To make a recommendation, recommendation engines perform several steps to mine the data. Initially, you begin with input data that represents the objects as well as their relationships. Input data consists of object identifiers and the relationships to other objects. Figure 1 shows this at a high level.

Figure 1. The big picture
Figure 1. The big picture
Figure 1. The big picture

Consider the ratings users give to items. Using this input data, a recommendation engine computes a similarity between objects. Computing the similarity between objects can take a great deal of time depending on the size of the data or the particular algorithm. Distributed algorithms such as Apache Hadoop can be used to parallelize the computation of the similarities. There are different types of algorithms to compute similarities. Finally, using the similarity information, the recommendation engine can make recommendation requests based on the parameters requested.
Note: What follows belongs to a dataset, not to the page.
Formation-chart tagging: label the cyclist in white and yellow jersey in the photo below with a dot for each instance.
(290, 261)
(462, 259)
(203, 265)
It could be that you believed recommendation engines were helpful, but stayed away because you thought they were too complicated to try. The recommendation engine domain is in fact large and can be very complex. Fortunately, there are tools available that make it easy to show the necessary concepts within the time and space of a single article. Even better, once taught, those same tools can be used to apply the lesson to the real world. The designers of Apache Mahout made scalability and availability a central part of the project, so you can build out your solution as your needs expand.

There are a few important decisions to make when you decide to start personalizing your application and want to use recommendation engine:

  • Which algorithm to apply

    The most important decision you’ll need to make is what algorithm to apply to your data. The selection of the algorithm depends on what you want to identify and what type of relationship is specified in your data. Some of the common approaches used for recommendations include:

    • Collaborative filtering: This approach relies on the social interaction between users. The recommendations are based on rakings provided by other users.
    • Clustering: With this approach, the recommendation engine tries to build recommendations based on the similarities between either the users or the items themselves.
    • Categorization: This approach automatically groups items together into categories using common attributes. In categorization, the computer attempts to classify all the items.

    This article will focus on collaborative filtering to help you learn about the social aspects of your users; this is also a good starting point for adding recommendations to Web applications.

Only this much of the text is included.